The European Space Agency made history in the early morning hours of November 12 when the Philae lander from the Rosetta spacecraft became the first man-made object to make a soft landing on the body of a comet. While Philae initially landed on the target landing site, the harpoons meant to secure it to the surface failed, and it bounced twice before coming to rest (albeit tilted slightly) on the shady edge of a cliff.
This location was problematic, as it meant that Philae would not receive enough sunlight to recharge its solar panels. After about 60 hours of transmitting data about Comet 67P/Churyumov-Gerasimenko, Philae’s battery ran out and the probe went to sleep. There had initially been some optimism that the probe might wake back up as the 67P/C-G gets closer to the sun next summer, but there’s just one problem: nobody knows where the heck it is.
Scientists have been analyzing the images returned from Philae in order to get an idea of where it came to rest, but the pictures are more ambiguous than the team would like. The Rosetta spacecraft has been taking images of the comet’s surface, trying to no avail to locate the lander it carried through space for over a decade. However, Rosetta is currently conducting experiments much further away from the comet than it was when Philae was launched, and those experiments aren’t going to be compromised just so the orbiter can get a closer look. Rosetta has imaged the area believed to be the resting place of Philae multiple times, but it hasn’t turned up any evidence of the probe quite yet.
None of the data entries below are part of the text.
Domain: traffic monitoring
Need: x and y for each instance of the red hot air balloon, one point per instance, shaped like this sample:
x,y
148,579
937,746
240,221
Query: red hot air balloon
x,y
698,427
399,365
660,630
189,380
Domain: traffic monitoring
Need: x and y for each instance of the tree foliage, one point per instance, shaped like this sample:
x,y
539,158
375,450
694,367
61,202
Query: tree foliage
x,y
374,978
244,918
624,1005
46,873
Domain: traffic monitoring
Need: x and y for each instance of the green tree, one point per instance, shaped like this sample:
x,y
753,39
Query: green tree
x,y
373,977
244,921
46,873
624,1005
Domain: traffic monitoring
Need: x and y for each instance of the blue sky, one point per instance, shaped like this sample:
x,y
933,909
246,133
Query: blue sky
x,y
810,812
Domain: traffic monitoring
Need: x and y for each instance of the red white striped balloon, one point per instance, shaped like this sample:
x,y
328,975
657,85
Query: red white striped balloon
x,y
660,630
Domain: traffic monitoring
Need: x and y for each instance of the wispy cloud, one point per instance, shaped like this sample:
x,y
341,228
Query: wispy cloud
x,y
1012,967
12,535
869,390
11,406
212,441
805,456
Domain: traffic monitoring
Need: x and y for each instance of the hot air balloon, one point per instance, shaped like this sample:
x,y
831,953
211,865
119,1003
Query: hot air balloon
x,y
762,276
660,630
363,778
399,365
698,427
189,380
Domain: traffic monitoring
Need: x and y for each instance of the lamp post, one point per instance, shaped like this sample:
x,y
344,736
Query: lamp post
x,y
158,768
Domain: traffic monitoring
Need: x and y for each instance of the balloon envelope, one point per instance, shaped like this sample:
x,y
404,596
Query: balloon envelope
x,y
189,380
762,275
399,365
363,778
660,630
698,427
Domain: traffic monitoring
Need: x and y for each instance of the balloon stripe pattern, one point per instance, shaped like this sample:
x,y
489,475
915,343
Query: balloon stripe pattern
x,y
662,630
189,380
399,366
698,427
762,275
Though the comet doesn’t have a great deal of gravity to keep the lander affixed to the surface, the researchers have not stated that Philae may have fallen off. On the contrary, BBC reports that the scientists feel ‘confident’ that the missing lander will likely turn up sooner or later.
Though Philae’s life wasn’t as long as the ESA crew may have wanted, it returned a great deal of data about the comet’s composition that scientists are still sifting through. It was revealed that there was approximately 20 centimeters of soft dust on the surface of the comet, covering a hard interior.
One of the most amazing announcements (so far) that has come from Philae’s data is the discovery of organic molecules on the comet. Comets have long been hypothesized to have brought the earliest components for life to Earth, so this is fairly exciting. Although, all that is known so far is that the molecules contain carbon, and no other components have been released yet. It still can’t be said for sure if organic molecules from comets played a role in the evolution of life, but even if not, it was an incredible discovery to make during Philae’s short window of data collection.